There are good use cases for platform packages. But every little thing should
not be done with them. That adds up to a HUGE waste of time, with no real
purpose.

When I make projects, I often need them to run against any number of different
versions of things. But the most minimal requirement is to be able to use an
actually-recent version of a dependency, where the platform you have dictated
thinks recent means "6 years old." Neither of these can I do with the existing
platform packages. So you demand that I make platform packages for every
little tool and dependency I may use. Then, everything I want to use has to
run against exactly one set of versions. So you are actually asking me to make
my own whole-platform upgrades, or never use recent packages. That's not my
job, it's not a sane way for me to do my job, and it actually doesn't benefit
you at all. It reflects a really profound lack of understanding not only of my
job, but actually also of your own job.

Then as an author of a library or tool I made available for free, you are
demanding that to satisfy you I make packages for several different platforms,
each with their own idiosyncrasies and versions of everything, and in fact
that I package half the universe for each platform since most of them do not
have recent versions of anything - or again only ever use 6 year old
dependencies. All so that your job never has to go beyond running the One True
Package Manager, whatever you think it is.

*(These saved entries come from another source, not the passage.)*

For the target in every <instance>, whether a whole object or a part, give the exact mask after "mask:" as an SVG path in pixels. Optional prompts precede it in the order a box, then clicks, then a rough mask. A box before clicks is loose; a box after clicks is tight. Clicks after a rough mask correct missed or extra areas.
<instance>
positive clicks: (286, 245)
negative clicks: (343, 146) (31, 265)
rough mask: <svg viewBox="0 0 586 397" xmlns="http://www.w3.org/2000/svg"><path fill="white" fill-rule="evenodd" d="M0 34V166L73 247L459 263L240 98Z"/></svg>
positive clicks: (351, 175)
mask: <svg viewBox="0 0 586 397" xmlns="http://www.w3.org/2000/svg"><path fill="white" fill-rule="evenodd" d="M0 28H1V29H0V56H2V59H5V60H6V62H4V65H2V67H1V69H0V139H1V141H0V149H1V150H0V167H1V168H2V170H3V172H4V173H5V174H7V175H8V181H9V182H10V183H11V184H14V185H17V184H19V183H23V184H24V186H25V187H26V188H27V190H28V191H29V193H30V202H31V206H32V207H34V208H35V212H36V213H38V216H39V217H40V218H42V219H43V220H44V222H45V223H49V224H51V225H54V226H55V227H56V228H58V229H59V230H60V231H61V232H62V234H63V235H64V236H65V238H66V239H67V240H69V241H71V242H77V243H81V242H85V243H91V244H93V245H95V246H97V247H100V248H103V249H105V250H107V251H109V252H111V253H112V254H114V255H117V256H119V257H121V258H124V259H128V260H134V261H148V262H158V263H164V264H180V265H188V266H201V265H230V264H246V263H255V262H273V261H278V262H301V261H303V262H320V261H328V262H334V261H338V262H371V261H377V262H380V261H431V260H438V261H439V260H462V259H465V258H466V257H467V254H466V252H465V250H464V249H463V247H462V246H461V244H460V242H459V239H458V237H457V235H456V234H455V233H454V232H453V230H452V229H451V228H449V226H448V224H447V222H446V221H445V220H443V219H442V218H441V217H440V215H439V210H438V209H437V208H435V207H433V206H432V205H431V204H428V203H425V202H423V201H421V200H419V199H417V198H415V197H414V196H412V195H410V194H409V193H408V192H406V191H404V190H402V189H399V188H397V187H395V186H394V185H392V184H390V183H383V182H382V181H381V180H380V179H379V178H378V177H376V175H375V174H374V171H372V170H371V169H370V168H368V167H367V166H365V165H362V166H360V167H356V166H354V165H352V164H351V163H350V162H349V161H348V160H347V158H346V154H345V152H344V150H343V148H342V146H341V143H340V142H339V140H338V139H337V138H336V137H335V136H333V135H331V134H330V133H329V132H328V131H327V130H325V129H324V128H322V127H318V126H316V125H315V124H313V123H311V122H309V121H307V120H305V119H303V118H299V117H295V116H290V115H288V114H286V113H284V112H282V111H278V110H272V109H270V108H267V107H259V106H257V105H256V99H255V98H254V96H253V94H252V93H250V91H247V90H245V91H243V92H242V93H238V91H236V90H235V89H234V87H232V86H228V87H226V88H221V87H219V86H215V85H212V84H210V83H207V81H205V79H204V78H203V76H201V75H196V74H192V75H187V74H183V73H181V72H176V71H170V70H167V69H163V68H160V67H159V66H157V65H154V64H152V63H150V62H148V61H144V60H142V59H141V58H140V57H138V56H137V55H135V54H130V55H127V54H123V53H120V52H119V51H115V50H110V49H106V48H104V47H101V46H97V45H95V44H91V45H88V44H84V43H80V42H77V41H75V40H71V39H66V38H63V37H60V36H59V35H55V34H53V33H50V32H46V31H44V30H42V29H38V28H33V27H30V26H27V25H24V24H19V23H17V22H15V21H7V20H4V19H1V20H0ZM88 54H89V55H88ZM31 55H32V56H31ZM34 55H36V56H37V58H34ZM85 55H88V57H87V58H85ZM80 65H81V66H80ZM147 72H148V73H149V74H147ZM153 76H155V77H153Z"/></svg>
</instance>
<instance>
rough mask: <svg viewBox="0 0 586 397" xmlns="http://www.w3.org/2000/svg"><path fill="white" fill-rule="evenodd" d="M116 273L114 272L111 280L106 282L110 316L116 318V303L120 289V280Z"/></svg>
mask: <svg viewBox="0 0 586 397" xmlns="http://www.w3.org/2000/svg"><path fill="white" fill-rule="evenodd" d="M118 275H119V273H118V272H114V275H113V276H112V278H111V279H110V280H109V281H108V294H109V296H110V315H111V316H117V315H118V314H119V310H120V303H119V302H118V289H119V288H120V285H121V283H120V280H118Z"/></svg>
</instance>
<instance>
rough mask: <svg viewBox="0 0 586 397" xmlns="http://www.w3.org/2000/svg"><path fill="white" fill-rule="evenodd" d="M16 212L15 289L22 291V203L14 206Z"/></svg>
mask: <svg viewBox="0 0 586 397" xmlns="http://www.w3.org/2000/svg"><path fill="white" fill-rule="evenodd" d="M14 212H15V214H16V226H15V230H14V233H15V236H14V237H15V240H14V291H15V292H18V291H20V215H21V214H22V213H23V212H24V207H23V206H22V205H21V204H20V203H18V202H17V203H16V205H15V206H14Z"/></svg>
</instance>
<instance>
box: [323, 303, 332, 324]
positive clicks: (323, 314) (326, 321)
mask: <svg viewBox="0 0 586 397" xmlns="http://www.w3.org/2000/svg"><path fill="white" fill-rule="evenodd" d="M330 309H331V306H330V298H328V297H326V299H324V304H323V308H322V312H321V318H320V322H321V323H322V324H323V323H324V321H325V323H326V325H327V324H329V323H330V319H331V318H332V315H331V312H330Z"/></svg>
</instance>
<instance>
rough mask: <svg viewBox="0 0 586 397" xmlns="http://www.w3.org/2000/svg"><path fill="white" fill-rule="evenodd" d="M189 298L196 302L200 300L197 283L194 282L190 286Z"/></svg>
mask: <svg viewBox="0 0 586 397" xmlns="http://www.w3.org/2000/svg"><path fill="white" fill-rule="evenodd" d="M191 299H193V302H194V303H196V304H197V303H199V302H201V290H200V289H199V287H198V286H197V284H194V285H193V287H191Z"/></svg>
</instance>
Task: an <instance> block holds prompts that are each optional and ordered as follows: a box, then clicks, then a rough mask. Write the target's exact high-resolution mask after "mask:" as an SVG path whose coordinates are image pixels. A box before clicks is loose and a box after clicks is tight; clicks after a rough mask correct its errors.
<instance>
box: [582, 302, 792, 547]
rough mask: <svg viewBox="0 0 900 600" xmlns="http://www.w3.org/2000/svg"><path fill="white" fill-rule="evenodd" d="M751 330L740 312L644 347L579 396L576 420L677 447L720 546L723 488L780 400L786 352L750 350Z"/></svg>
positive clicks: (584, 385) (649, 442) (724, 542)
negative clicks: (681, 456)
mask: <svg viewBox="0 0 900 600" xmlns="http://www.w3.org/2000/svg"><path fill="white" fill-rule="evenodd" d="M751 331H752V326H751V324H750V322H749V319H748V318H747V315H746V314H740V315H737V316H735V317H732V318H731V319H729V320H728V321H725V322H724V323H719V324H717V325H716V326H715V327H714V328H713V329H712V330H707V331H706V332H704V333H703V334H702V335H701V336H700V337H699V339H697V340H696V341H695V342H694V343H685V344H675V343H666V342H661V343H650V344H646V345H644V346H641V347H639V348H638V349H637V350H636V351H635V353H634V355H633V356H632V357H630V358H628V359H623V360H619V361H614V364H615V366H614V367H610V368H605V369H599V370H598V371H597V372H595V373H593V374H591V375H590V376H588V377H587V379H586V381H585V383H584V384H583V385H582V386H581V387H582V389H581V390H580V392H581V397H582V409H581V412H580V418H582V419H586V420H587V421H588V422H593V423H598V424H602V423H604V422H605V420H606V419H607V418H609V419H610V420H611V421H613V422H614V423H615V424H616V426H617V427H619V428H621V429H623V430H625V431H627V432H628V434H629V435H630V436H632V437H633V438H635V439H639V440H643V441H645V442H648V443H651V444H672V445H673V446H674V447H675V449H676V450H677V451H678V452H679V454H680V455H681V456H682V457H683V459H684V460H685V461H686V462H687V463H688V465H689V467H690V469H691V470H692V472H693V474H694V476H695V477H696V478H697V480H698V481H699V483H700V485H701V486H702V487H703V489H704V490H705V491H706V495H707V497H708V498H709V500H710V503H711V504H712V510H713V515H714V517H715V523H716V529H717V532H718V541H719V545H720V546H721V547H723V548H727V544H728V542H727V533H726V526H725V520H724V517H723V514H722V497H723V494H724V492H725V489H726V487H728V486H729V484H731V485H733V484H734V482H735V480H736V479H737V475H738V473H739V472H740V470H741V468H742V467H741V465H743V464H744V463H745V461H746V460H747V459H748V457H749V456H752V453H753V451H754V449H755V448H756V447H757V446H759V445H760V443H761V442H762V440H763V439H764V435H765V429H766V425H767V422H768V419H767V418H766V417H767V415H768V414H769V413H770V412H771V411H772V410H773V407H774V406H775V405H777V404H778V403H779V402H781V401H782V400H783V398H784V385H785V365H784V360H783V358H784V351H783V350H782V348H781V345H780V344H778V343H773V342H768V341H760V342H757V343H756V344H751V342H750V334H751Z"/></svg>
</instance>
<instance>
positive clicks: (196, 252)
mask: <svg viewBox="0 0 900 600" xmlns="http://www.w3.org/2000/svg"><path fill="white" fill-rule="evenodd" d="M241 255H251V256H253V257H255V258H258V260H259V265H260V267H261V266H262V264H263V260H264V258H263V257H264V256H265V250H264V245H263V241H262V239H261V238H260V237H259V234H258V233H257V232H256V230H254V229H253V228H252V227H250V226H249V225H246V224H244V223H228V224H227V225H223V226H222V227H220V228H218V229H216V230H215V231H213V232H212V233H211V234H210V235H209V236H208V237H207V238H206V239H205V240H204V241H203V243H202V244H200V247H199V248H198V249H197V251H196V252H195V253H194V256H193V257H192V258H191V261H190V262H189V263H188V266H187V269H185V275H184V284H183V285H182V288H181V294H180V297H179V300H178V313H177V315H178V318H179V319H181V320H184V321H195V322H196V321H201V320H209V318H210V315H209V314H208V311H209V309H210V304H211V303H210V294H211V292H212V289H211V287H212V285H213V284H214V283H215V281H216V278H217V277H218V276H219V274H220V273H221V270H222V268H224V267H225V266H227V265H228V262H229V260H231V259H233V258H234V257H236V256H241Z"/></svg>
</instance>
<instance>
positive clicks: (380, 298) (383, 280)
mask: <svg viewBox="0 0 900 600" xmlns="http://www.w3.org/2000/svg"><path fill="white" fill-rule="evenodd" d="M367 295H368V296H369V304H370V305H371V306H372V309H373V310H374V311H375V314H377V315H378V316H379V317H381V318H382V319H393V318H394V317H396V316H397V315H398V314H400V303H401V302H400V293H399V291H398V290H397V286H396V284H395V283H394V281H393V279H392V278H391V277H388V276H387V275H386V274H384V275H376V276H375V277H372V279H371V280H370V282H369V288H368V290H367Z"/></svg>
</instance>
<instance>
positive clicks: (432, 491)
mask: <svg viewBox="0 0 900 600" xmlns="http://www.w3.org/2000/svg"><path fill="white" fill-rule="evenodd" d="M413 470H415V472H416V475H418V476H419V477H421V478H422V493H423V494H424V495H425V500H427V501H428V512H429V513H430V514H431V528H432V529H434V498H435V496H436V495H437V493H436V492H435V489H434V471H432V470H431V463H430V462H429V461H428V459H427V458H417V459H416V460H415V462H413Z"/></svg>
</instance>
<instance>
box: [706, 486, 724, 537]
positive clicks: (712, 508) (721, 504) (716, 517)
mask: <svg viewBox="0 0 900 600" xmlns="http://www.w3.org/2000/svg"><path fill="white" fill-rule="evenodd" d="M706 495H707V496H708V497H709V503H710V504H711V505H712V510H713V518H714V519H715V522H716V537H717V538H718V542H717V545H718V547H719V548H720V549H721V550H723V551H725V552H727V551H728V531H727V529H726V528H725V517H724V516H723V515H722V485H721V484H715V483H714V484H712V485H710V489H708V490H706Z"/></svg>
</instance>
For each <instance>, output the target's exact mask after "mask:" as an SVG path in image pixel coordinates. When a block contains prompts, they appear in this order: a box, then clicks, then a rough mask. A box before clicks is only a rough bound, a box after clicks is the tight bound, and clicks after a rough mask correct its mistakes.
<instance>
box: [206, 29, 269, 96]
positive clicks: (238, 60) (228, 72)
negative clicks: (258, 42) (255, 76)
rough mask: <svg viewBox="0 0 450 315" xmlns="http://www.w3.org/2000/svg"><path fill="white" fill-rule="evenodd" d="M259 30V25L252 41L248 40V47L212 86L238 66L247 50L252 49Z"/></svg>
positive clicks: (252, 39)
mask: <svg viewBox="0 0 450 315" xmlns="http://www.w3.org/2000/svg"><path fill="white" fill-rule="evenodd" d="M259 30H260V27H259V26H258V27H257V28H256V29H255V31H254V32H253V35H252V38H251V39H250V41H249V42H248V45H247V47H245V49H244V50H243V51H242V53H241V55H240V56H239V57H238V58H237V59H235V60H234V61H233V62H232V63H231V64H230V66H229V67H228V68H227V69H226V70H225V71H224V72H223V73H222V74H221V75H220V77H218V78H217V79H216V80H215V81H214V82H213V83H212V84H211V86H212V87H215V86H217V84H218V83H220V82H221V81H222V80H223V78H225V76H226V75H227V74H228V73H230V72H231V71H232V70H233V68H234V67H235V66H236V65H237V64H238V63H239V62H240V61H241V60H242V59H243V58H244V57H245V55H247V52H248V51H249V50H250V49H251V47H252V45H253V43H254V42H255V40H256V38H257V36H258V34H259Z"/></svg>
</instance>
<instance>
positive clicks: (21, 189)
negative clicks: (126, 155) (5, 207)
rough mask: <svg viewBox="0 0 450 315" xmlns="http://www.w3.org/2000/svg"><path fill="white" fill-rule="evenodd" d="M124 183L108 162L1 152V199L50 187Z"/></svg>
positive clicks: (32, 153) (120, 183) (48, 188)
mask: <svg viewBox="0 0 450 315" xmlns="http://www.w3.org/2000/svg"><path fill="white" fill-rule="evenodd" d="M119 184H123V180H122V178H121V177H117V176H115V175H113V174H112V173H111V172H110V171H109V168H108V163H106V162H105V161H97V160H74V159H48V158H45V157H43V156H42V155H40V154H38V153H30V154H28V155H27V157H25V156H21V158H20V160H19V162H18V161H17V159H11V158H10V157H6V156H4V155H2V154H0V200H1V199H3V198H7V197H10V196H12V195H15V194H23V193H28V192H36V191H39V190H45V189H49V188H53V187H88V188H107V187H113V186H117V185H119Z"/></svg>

Then after all this unnecessary pain, your "solution" will require me to run
an entire fresh VM for each new thing. Because you have stipulated that I have
to dump all my dependencies for every project into one big sewer, it is
guaranteed that there will be version conflicts. This is amazingly stupid
because the tools already exist to avoid it very easily and people are already
using them. And on your side, all you have to complain about is vague bruises
to your feelings because not everybody is using the One True Package Manager
for every little thing.

There is such a thing as a business listening too much to system
administrators, when these system administrators do not at all understand
software development, because their motivation is to prevent change and have
less to do rather than to facilitate development of the business. When you
blast this complaint at the whole community, you are asking for time to stand
still and for nobody to develop anything new in the entire community. ALL
forward progress must halt in order for you to have less work. It's not
happening and it shouldn't happen.

If you are paid to be a system administrator, please perform your function as
a system administrator. Please resolve these problems within the framework of
your own company's division of labor. If you have to build packages for your
production platform, I'm sorry but that's probably part of your job. If you
don't like it, please whine to HR instead of whining to HN.

If you think it will be easy to make every language developer use the same
package manager as every other language, it should be equally easy to make all
the platforms use one package format instead of the arbitrary hell of
different ones they are using now. That is going to be your best bet for
actually making one true package manager. Good luck.